Galaxy Mergers and the Mass-Metallicity Relation: Evidence for Nuclear Metal Dilution and Flattened Gradients from Numerical Simulations
David S. N. Rupke, Lisa J. Kewley, and Joshua E. Barnes (Institute for, Astronomy, University of Hawaii)

TL;DR
This paper uses numerical simulations to show that galaxy mergers cause nuclear metal dilution and flatten metallicity gradients due to inflow of low-metallicity gas, aligning with observed low nuclear oxygen abundances.
Contribution
It provides the first simulation-based confirmation that radial inflow during mergers explains low nuclear metallicities and predicts gradient flattening, advancing understanding of galaxy chemical evolution.
Findings
Nuclear oxygen abundances decrease during mergers due to gas inflow.
Radial metallicity gradients flatten shortly after first pericenter.

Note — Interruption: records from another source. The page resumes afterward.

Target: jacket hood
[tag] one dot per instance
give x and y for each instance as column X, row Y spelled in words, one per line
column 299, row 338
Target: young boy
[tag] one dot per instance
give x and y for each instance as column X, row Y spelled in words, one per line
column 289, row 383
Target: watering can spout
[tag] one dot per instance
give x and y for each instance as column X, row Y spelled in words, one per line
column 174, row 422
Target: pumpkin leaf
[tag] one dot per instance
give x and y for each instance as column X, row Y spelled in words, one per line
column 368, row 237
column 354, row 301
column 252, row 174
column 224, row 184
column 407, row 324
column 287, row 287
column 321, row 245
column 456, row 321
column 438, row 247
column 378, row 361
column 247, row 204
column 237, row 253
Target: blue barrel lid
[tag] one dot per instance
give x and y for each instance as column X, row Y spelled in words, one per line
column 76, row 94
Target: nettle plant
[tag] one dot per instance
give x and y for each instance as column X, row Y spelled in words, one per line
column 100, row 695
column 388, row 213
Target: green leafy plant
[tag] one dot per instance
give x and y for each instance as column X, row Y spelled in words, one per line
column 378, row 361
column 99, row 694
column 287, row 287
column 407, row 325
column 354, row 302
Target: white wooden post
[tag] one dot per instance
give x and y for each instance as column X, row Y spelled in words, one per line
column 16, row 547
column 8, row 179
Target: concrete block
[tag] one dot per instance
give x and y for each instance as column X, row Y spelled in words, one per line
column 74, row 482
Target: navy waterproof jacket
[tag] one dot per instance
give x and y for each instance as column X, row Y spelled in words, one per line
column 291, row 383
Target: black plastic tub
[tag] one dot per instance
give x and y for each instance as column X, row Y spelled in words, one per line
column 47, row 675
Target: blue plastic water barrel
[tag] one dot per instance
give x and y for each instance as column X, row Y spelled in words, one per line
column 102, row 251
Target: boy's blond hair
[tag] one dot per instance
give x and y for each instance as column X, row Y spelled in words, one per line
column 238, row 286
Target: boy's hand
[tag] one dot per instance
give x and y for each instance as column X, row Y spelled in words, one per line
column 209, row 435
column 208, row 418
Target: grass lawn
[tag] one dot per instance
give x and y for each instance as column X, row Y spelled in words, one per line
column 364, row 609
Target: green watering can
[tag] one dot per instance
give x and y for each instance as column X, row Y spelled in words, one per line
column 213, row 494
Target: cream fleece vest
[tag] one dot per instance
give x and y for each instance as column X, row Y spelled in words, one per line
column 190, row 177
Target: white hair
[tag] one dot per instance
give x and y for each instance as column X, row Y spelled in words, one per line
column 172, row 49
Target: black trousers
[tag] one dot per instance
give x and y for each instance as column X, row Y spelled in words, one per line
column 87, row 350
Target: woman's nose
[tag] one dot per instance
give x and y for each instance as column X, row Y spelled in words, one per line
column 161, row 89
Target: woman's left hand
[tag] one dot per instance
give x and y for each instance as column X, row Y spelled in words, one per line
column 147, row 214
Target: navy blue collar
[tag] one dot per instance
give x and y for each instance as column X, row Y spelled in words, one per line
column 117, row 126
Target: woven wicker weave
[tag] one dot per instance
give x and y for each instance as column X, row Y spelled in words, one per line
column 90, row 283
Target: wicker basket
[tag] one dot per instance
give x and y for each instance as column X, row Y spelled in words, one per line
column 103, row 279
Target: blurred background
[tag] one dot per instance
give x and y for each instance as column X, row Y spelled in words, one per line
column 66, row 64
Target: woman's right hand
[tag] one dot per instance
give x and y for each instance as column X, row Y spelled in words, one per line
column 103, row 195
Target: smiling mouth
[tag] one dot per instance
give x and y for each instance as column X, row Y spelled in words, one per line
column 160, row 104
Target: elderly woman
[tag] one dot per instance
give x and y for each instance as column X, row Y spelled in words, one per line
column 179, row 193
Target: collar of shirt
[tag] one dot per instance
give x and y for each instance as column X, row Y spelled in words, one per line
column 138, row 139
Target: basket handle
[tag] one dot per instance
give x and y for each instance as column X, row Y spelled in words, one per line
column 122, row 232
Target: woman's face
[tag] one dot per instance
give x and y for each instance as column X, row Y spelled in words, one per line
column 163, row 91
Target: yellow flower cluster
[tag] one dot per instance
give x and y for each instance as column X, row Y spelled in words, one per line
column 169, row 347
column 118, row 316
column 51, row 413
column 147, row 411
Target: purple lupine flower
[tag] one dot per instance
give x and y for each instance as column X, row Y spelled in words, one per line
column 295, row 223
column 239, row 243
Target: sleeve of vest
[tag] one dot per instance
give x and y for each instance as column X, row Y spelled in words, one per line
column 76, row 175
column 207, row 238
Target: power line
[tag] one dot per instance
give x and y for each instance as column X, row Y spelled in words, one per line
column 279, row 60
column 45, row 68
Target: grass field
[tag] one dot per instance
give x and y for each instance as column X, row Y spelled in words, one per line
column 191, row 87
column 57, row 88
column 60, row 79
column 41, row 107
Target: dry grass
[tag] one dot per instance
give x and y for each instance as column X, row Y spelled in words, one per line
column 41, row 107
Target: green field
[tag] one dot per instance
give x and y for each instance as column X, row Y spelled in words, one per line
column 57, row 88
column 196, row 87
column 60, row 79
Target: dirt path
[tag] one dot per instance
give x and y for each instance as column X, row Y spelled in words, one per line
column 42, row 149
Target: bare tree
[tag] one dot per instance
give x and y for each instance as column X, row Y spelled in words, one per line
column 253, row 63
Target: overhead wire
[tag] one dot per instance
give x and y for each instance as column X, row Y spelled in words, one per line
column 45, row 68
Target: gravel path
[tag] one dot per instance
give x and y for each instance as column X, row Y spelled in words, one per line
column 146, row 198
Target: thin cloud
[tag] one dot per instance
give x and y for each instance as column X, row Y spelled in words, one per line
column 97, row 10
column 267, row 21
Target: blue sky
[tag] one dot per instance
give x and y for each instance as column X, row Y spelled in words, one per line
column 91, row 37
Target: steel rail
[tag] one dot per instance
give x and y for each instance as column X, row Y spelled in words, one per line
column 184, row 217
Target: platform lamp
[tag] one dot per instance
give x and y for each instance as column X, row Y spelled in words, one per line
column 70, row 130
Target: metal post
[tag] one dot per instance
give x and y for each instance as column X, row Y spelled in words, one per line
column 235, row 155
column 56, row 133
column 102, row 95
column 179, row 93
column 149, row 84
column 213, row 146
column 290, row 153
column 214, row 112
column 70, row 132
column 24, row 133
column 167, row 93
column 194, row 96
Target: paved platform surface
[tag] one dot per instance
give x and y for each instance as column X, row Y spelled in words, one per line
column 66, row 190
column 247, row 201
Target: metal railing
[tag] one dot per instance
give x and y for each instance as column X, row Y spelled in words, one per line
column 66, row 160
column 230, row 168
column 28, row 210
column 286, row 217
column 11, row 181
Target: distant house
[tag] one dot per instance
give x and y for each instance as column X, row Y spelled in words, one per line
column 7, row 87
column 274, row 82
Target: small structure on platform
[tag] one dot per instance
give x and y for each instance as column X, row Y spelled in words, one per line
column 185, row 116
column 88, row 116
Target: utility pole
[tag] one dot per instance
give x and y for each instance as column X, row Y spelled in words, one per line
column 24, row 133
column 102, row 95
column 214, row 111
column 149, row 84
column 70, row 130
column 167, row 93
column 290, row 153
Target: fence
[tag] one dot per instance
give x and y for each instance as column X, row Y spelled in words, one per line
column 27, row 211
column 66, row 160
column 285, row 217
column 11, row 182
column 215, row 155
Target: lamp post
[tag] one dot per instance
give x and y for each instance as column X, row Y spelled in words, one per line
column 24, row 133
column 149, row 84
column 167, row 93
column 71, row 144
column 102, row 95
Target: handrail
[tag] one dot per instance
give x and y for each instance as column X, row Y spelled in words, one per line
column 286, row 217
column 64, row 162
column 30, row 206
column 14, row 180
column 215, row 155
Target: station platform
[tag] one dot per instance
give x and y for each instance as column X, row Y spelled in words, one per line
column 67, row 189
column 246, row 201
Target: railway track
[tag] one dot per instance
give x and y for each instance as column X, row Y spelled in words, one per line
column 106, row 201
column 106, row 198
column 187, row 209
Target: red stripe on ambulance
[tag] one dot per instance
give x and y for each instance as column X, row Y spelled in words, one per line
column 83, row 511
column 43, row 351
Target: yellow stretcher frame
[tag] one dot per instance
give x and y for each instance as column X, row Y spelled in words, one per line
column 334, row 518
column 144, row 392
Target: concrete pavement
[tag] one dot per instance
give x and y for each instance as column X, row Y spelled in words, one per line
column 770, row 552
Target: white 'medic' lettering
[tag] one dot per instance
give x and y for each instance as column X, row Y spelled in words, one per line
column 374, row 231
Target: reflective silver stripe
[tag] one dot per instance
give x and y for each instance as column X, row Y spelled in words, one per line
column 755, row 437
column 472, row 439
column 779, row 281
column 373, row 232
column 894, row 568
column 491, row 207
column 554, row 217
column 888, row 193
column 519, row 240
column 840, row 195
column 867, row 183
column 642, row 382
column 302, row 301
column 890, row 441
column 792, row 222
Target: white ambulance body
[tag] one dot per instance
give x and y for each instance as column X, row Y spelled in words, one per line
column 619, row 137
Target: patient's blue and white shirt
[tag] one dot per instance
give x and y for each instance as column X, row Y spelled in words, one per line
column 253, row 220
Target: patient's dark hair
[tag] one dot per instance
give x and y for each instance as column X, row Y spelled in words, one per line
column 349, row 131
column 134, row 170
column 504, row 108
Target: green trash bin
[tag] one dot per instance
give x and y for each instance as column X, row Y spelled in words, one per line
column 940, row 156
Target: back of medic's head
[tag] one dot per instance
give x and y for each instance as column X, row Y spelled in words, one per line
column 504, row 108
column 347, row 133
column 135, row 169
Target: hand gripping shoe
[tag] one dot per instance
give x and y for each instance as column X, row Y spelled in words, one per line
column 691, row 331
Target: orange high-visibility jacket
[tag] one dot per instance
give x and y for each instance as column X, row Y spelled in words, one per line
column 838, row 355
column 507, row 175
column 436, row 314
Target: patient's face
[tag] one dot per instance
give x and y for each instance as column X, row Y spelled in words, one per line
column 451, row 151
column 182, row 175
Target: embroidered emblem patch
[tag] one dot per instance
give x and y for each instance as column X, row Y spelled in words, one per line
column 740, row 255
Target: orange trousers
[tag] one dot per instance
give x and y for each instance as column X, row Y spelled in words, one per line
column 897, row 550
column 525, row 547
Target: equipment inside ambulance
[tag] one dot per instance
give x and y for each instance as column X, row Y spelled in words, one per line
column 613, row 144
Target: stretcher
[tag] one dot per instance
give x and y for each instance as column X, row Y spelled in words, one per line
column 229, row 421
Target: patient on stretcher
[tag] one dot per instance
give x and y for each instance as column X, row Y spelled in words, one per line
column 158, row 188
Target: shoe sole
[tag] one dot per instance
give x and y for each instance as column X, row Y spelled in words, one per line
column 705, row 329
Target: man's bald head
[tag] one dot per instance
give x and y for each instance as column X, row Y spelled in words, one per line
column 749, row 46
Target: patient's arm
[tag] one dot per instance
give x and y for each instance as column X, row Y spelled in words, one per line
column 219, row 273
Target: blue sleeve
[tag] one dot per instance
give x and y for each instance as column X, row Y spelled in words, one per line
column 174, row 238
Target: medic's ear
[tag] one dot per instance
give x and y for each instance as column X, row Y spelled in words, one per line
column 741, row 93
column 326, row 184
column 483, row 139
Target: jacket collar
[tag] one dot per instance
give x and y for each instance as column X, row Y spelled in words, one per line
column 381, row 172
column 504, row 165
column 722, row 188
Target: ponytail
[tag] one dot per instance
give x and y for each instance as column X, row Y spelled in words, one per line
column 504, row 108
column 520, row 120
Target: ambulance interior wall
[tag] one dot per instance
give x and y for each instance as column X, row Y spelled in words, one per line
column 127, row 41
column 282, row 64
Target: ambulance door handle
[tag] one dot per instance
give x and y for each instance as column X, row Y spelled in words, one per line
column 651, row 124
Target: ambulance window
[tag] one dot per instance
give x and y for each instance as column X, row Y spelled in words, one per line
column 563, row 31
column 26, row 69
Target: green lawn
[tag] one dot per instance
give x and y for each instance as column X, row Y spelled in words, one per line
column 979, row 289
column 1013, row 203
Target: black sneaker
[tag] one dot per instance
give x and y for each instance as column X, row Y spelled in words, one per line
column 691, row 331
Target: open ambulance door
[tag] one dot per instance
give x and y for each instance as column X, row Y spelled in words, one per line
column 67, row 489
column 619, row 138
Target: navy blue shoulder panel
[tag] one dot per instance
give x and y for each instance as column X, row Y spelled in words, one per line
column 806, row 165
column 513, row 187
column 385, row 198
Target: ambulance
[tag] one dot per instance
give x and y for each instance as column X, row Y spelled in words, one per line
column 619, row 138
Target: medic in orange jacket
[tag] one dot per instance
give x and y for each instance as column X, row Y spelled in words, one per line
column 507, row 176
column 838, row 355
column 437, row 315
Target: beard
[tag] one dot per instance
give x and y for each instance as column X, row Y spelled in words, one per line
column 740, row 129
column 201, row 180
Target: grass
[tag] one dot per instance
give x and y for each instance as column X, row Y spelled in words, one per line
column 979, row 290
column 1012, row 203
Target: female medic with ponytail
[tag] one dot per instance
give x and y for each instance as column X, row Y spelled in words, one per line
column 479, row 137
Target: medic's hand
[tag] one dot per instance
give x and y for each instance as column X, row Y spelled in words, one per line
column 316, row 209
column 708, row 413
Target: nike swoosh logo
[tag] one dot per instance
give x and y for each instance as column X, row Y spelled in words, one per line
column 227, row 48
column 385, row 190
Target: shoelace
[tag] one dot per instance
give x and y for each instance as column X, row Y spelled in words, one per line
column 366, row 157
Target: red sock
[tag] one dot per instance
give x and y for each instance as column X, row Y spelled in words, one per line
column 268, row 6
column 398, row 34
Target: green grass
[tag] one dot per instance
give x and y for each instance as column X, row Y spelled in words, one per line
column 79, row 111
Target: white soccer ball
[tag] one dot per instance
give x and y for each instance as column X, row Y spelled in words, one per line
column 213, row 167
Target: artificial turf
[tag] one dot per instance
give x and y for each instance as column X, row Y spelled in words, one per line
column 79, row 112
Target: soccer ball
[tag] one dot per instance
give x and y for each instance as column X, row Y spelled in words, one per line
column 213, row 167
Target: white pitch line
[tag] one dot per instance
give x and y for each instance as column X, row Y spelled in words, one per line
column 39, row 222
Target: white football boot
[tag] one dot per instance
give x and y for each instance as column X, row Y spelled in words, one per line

Simulated abundance dilution matches observational data.
Abstract
Recent results comparing interacting galaxies to the mass-metallicity relation show that their nuclear oxygen abundances are unexpectedly low. We present analysis of N-body/SPH numerical simulations of equal-mass mergers that confirm the hypothesis that these underabundances are accounted for by radial inflow of low-metallicity gas from the outskirts of the two merging galaxies. The underabundances arise between first and second pericenter, and the simulated abundance dilution is in good agreement with observations. The simulations further predict that the radial metallicity gradients of the disk galaxies flatten shortly after first passage, due to radial mixing of gas. These predictions will be tested by future observations of the radial metallicity distributions in interacting galaxies.